Catholic Love: A Personal Story
Liz Friden, Class of 2019
Even as the oldest cousin, I do not know my own grandmother. As I was learning how to talk, she was forgetting. Joan D’Arcy was diagnosed with Alzheimer’s in 2002 and still has it to this day. Despite this disease, my grandma has taught me so much about what matters in life. Ironically, it’s love.
Through the people she loved, she made them into who they are, and they have shared their love with me. They are my family.
Every time I visited her home, I was struck by the beautiful woman on the walls. The one with the calm smile and “Jackie O” style. Jackie Kennedy was too stuffy for her. My grandma is now an old woman, unable to utter anything but a mumble. The young woman on the walls radiates grace and energy. It was no wonder my grandpa loved her so much that he took such loving care of her.
As a kid, I was so frustrated by her. I did not like my grandma at all. We were on vacation in 2002 and she kept giving me the beach towels, telling me to wash them and to be sure to fold them after they air dried. I was five. It took me a few years for me to realize what was wrong with her. It took her a few years to tell people something was wrong with her.
One visit, I remember really looking at her, the way a kid looks at something they are seeing for the first time. I saw my grandmother for the first time that day. I saw the wrinkles on her eyes and the lines on her neck. The way her short hair was tucked behind her ear with a barrette.
My favorite memory in the entire world is my grandma and grandpa’s 50th wedding anniversary in 2014 when they renewed their vows.
Grandma and Grandpa were sitting in the middle of their living room. They were about to be blessed by the hot priest my aunt had hired to do the blessing.
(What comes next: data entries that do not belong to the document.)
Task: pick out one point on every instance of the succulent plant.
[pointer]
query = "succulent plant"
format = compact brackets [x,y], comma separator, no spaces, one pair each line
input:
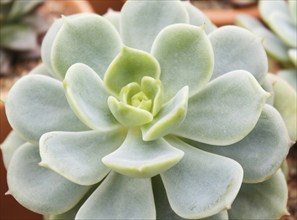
[280,44]
[20,27]
[278,34]
[161,118]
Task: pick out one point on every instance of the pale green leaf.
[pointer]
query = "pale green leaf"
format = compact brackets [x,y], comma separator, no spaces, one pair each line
[12,142]
[185,54]
[138,158]
[152,16]
[225,111]
[37,188]
[88,39]
[120,197]
[269,141]
[130,65]
[198,18]
[170,117]
[290,76]
[77,155]
[238,49]
[47,43]
[87,97]
[266,200]
[128,115]
[201,184]
[36,104]
[163,208]
[285,101]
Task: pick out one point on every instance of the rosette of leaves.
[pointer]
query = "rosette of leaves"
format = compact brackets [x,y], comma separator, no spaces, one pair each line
[20,27]
[158,119]
[279,34]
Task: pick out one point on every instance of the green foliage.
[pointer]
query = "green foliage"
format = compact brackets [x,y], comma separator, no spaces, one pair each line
[165,120]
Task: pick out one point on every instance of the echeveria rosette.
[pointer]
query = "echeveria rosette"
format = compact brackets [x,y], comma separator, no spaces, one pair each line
[139,119]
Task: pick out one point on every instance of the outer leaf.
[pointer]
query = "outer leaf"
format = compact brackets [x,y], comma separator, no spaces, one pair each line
[269,142]
[198,18]
[272,44]
[225,111]
[87,97]
[185,54]
[127,115]
[163,208]
[124,70]
[152,17]
[138,158]
[77,155]
[9,146]
[170,117]
[47,43]
[270,195]
[113,17]
[88,39]
[285,101]
[120,197]
[36,105]
[202,184]
[238,49]
[290,76]
[29,184]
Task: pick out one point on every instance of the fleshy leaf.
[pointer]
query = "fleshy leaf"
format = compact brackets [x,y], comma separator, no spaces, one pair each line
[120,197]
[238,49]
[36,104]
[272,44]
[185,54]
[285,101]
[163,208]
[87,97]
[103,44]
[197,187]
[138,158]
[290,76]
[269,141]
[225,111]
[271,196]
[9,146]
[29,184]
[170,117]
[140,33]
[77,155]
[124,69]
[198,18]
[127,115]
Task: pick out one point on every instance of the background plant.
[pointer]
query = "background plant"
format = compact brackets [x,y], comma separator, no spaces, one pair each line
[21,26]
[103,120]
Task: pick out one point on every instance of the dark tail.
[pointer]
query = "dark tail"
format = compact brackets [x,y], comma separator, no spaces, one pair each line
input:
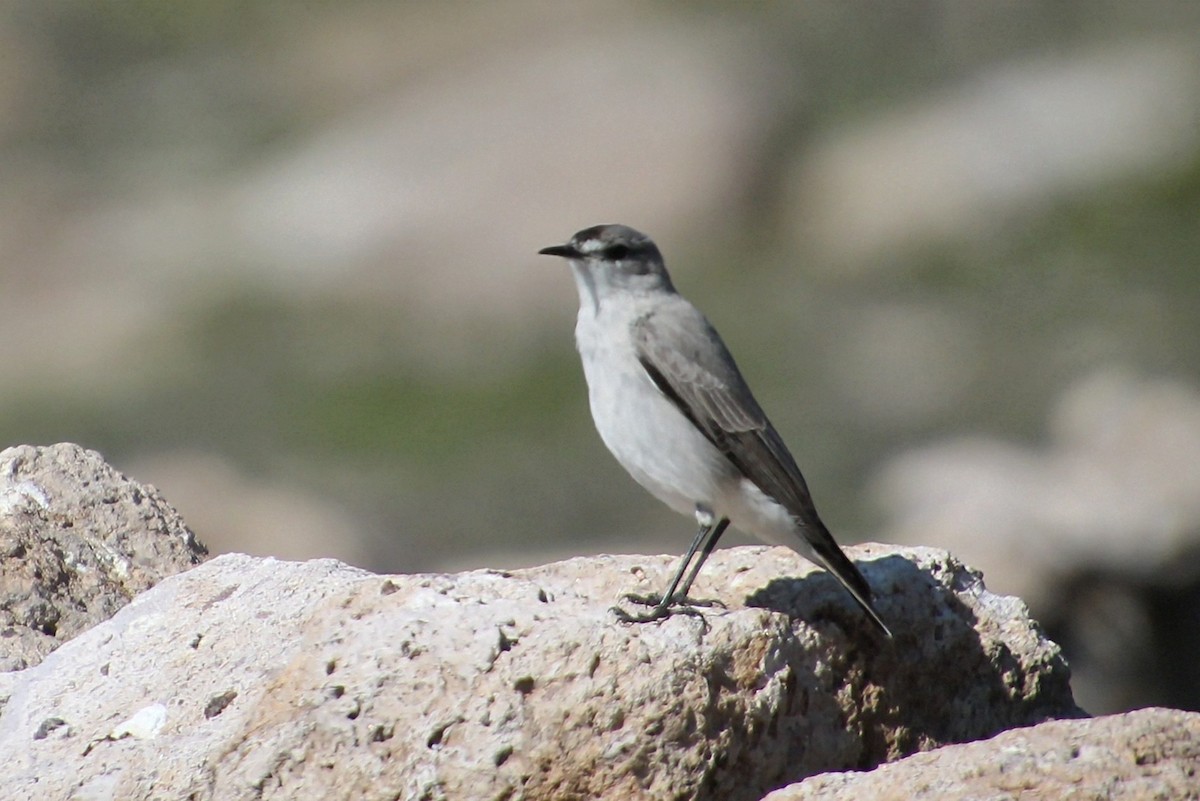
[834,560]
The priest performed the sacrament of renewing their vows. It was beautiful. Through the tears I was trying to hide, I saw Joan and Tom D’Arcy looking at one another. They were smiling; my grandpa said he loved her. To my surprise she mumbled back to him, communicating the same thing as best she could. They were no longer my grandparents, dying in their own ways. There were tears in Tom’s eyes and one single tear in Joan’s.
For the first time in my whole entire life, I saw mutual love between two old people. I saw it, and it was the most beautiful thing I have ever seen. I did not know my grandma very well, but she gave me that. I saw a woman struggling to communicate, but who was so moved by everything going on around her and so loved by the people she had spent her whole life loving that her brain processed something it was not supposed to: emotion.
After that day, I looked at the pictures on the walls and saw her timeless sense of style, combined with the people she loved. My grandmother, a woman I had hardly known, has become an icon in my life.
I drove home with my family the next day. A few weeks later, I broke up with my high school boyfriend. I saw what my grandparents had and knew I would never have it with him. I will never forget what I saw that day in my grandparents’ living room. Looking into their eyes and seeing the love they had for each other even through their sicknesses has given me the highest standard of love. I do not think they were soulmates, I think that idea is stupid. But they made it work, and they were in love with the work, in love with the commitment for one another. That is Catholic love.
So with another upcoming Valentine’s Day that will be spent alone, or with friends and cookies broken in half to become broken heart cookies, it is important to remember what love is. Love is what my grandparents had. It was more than a relationship; it was a life together.
In December of 2014, just 5 months after their anniversary, my grandfather passed away. My grandma still lives in their house with her long time live in aid, Mary. Mary takes care of her the way my family can’t. My grandmother has now had diagnosed Alzheimer’s for sixteen years and continues to be loved by Mary, her five daughters, her friends, their husbands, and their children.